The Bullfinch.
(Pyrrhula europœa.)
The Bullfinch lives in summer in the mountains, and descends in late autumn to the plains, where it meets its far bigger relatives who come to us for the winter from the Far North, and joins company with them in wood and grove and garden, even in the immediate neighbourhood of dwellings. When the sunshine glistens on frost and snow, and these splendidly coloured birds settle on a dry bough, the scene presents a lovely winter landscape the impression of which is heightened by its melancholy subdued cry, “deeu,” or “beut, beut.” In captivity it learns to sing tunes. It is easily caught, for it is incautious.
In winter it visits plants, choosing the young wild vines, buds, seeds of all kinds, berries including those of the alder, and the wayfaring tree; it does not attack weeds. In very severe winters, when starving, it will also do mischief among the buds of the fruit-trees.
It is frequently seen in winter.
The Bullfinch has been causing much dissension in and near an East Anglian district where I have lately been staying. A net had been placed over the gooseberry bushes to protect the blossom, and much indignation was caused early one morning by the sight of three lusty Bullfinches within the meshes, and a quantity of promising blossom on the ground. “There would be no gooseberries whatever, this season; it was positively unbearable; sentiment was utterly misplaced.” The three birds were caught by the hand within the net, two were put in a cage in the stable, and one was exposed in a small cage on the top of the garden wall to attract others to the like fate. The gardeners were inexorable. Madame was irritated by the sight of the rifled twigs. “And all last Sunday was spent, by the wife and me,” said the gardener, “shying stones at the rascals among the trees in our own garden.” The next day a market-gardener shot no less than six Bullfinches on his grounds.
As a rule, my friends on this estate, are extremely good to birds, and they attract them by placing breeding boxes, and supplying food in winter; but these sturdy rascals find no quarter. I pleaded hard for them, but, I fear, without result. The gooseberry blossom was certainly nearly all destroyed, but it was in a quest for the destructive larvæ of the winter moths, which make their appearance in the early spring and eat the not yet expanded buds.

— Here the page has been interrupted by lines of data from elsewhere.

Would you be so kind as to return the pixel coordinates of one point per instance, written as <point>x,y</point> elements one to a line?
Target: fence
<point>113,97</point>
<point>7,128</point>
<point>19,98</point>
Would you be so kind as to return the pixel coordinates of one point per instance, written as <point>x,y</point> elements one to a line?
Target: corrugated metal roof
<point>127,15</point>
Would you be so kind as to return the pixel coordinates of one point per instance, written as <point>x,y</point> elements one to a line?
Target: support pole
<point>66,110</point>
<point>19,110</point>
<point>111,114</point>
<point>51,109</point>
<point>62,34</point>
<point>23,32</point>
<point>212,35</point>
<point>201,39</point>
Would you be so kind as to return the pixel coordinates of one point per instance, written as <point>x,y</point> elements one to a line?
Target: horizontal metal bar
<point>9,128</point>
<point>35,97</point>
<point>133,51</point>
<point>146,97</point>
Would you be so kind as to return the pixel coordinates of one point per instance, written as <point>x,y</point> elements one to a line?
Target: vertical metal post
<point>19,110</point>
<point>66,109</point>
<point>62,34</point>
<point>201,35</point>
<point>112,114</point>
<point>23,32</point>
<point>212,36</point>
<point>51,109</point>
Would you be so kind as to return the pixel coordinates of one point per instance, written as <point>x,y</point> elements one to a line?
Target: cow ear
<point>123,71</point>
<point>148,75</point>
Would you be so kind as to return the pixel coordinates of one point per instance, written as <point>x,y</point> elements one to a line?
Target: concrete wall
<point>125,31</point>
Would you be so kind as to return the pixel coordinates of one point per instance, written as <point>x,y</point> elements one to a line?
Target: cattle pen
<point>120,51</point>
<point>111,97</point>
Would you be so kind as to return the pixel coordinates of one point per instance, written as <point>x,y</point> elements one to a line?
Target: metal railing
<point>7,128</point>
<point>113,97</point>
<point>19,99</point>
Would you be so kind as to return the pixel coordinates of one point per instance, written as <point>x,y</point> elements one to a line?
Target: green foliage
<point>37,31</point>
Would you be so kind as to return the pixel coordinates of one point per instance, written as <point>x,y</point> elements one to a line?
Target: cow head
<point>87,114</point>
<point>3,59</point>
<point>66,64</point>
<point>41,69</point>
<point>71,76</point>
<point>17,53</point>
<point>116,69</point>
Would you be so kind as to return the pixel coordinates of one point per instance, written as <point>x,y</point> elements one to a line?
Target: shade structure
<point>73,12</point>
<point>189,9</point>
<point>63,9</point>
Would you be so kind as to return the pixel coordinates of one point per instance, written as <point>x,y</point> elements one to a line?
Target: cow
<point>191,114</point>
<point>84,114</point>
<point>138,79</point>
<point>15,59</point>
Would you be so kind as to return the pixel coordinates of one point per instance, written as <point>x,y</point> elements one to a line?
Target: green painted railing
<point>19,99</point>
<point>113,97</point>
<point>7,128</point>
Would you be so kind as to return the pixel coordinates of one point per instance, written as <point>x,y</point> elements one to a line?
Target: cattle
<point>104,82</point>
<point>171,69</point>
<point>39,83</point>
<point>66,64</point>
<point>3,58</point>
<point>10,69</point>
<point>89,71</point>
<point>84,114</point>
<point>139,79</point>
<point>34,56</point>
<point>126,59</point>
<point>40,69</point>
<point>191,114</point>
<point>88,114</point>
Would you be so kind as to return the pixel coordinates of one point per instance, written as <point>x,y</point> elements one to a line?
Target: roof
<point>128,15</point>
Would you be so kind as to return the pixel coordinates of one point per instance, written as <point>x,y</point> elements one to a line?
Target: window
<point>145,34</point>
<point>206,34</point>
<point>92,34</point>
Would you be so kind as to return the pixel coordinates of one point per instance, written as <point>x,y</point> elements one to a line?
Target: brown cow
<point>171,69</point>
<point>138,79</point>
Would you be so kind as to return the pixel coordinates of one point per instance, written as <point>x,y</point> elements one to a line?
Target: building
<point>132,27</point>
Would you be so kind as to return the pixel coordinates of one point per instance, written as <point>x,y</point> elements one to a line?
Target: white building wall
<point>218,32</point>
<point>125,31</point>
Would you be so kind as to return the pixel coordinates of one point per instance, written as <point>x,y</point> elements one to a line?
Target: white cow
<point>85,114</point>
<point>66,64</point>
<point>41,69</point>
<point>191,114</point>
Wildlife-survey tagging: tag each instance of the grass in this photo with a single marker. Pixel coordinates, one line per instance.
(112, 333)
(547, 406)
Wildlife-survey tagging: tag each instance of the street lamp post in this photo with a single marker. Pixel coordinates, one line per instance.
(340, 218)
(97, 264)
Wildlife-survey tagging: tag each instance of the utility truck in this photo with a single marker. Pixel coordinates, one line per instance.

A fruit grower has stated that he allowed the Bullfinches to eat as much as they pleased; the crop of fruit has usually been as good as if the birds had not done any disbudding, and when, by a rare chance, the trees had borne no fruit at all, he knew it was because the trees required clearing, and the next year the crop would be all the finer. In some cases the tree appears to be entirely disbudded, and still fruit has appeared.
It is only for a short period that the Bullfinches visit the fruit trees. During the rest of the year they eat the seeds of harmful weeds—dock, thistle, groundsel, plantain; and one authority states that a single Bullfinch has been known to devour 238 seeds of the common spear-thistle in twenty minutes! A writer in the Journal of the Royal Agricultural Society say that he has seen “a small party of these birds eagerly devouring the seeds of the large sow-thistle.” A little fruit more or less in a season, in one’s own domain, is a small matter in comparison with the vast amount of noxious weeds destroyed on our fields.
The Bullfinch is an ornament in a garden. Crown, wings, and tail are shining black, and the same colour surrounds the bill; mantle a beautiful ashen-grey, rump and under tail cover snow white, breast and under-parts a fine red. In the female the under-part is ashen-grey. Bill short but very thick, at the end curved and hooked. The clutch is composed of five green eggs with purple and grey speckles. It nests in the fir woods of the mountains, at a height of about six yards; the nest is made of thin twigs and is lined with hair.
The Goldfinch (Carduélis élegans) is so well known in Great Britain that it requires little description. Unhappily for the “Proud Tailor,” as he is called in the Midlands, he has always been a favourite cage-bird, and on the South Downs Goldfinches have been captured in thousands at the times of migration, to be miserably caged in dozens for the bird dealers.
They are birds which found their food on the waste lands where large thistles used to grow, and with the improvement of these waste lands the thistles have gone, and the Goldfinches with them. Increased Bird Protection is, however, causing more Goldfinches to breed amongst us, which is a good thing for agriculture, this bird’s food consisting, as it does, of the seeds of the thistle, knap-weed, groundsel, dock, and other plants. The Goldfinch is considered to be one of the most useful of all our birds, feeding, as it does, on the seeds of noxious plants of which there is a succession all the year round. It ought to be encouraged in orchards, where it feeds its young on small caterpillars, and destroys great numbers of other insects for them.